CESE Webmaster Goes on Speaking Tour

It's the Spring Break 2013 Climate Change Speaking Tour!

It's Spring Break at New Mexico Tech, and CESE webmaster Dave Thomas is taking a road trip to give a series of talks on the topics of science, pseudoscience, climate change and global warming denial. Here is the schedule. There is a small fee for the Lifelong Learning classes.

 

  • LifeLong Learning for New Mexicans: Science, Pseudoscience and the Battle over Global Warming
    Instructor: David Thomas, $14/2 sessions; Monday, March 11 & 18, 10 am – 12N;
    Faith Lutheran Church, 10000 Spain Road, NE, Albuquerque, NM
    The first of these two lectures will examine what makes science unique among human endeavors.
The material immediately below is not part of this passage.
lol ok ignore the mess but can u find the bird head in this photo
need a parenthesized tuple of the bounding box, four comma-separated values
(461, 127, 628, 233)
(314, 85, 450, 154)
While political, religious and legal arguments all involve making one's case by cherry-picking facts,science proceeds by cherry- picking those hypotheses that best explain all facts. We will consider the role of scientific consensus and peer review, Cargo Cult science, cognitive illusions and more. At the second meeting, we will consider how these concepts apply to climate change and global warming. Why is carbon dioxide more worrisome than other greenhouse gases? How can we tell man-made warming from natural climate change? Has the "Climategate" scandal really disproved global warming? Has science found human-caused global warming to be real, or do we need more data?
  • New Mexico Chapter of the Air and Waste Management Association (AWMA), March 12, 2013
    Dave Thomas on "Climate Change: Just Nature, or are Humans the Problem?" The AWMA March meeting will be in the Banquet Room at the Golden Corral Buffet and Grill, (10415 Central Avenue NE, northeast corner at Eubank) in Albuquerque on Tuesday, March 12, 2013, from 11:30 a.m. to 1:00 p.m. Dave, a New Mexico physicist and teacher, will talk about how can we tell man-made warming from natural climate change, why carbon dioxide is more worrisome than other greenhouse gases, whether the "Climategate" scandal really disproved global warming, if more data are still needed to decide, and more.